Ce discours "est la répétition d'initiatives anciennes qui n'ont clairement pas marché (...) Ce qui a été dit cette fois-ci n'est vraiment pas différent, (ce discours) est encore plus sectaire et partial", a déclaré M. Brahimi.

"En 2012, il y a eu un nouveau Parlement, une nouvelle Constitution, un nouveau gouvernement. Et la situation ne s'est pas améliorée d'un iota", a-t-il encore estimé.

"Ce qu'il faut c'est reconnaître qu'il y a un problème, un très très grave problème entre les Syriens, et que les Syriens doivent se parler pour le résoudre", a poursuivi l'envoyé de l'ONU et de la Ligue arabe.

"En Syrie, comme ailleurs, nos peuples dans la région réclament un véritable changement, pas un changement cosmétique. Le temps des réformes généreusement accordées (par le pouvoir) est révolu", a-t-il dit avec ironie.

"Le peuple veut avoir son mot à dire sur la façon dont il est gouverné. En Syrie en particulier, ce que les gens disent c'est qu'une famille qui règne pendant 40 ans, c'est un peu trop long. Je pense que le président Assad pourrait prendre l'initiative de répondre aux aspirations de son peuple, plutôt que d'y résister", a-t-il poursuivi.

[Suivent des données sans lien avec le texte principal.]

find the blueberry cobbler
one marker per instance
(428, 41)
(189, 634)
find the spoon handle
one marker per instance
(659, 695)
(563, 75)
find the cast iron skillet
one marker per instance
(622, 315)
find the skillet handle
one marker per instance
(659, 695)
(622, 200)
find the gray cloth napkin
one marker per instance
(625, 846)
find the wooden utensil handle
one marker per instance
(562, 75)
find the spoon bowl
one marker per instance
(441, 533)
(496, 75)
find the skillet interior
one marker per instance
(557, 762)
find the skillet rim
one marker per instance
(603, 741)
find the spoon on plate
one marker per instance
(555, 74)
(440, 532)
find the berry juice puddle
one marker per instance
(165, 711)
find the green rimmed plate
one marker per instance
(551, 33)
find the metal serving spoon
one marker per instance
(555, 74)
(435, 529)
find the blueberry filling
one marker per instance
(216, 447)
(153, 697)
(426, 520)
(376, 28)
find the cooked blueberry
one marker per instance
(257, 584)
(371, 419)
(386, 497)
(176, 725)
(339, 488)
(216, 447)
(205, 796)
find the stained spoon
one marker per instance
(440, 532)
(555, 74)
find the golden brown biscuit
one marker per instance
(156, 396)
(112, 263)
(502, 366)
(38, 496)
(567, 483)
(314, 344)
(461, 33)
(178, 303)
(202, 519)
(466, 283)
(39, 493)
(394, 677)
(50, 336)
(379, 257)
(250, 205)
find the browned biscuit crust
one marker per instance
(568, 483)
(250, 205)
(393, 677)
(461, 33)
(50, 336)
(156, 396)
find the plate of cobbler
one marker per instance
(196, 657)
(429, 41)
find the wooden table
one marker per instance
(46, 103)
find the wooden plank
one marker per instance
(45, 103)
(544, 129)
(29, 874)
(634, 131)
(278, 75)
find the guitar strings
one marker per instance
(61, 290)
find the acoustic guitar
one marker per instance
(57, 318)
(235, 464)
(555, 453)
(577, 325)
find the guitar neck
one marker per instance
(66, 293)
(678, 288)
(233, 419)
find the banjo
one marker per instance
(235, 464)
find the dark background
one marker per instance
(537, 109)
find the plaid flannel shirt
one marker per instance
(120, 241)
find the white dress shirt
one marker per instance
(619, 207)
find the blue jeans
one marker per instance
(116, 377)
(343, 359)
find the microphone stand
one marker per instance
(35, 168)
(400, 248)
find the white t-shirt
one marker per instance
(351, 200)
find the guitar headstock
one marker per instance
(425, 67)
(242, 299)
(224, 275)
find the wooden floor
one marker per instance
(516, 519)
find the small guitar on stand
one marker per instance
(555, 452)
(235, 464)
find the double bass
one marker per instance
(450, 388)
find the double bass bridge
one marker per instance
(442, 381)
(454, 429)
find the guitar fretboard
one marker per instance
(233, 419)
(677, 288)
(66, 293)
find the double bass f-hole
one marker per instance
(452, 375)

Il faisait allusion à la prise du pouvoir en 1970 par Hafez al-Assad, le père de Bachar al-Assad qui lui a succédé en 2000 après son décès.

Bachar al-Assad a proposé dimanche un plan pour sortir de 21 mois de conflit prévoyant la fin des opérations militaires, suivie d'un dialogue national sous l'égide de son propre gouvernement.

En dépit du rejet catégorique de ce plan par l'opposition, le gouvernement s'affaire depuis mardi à mettre sur pied les mécanismes d'application de cette feuille de route.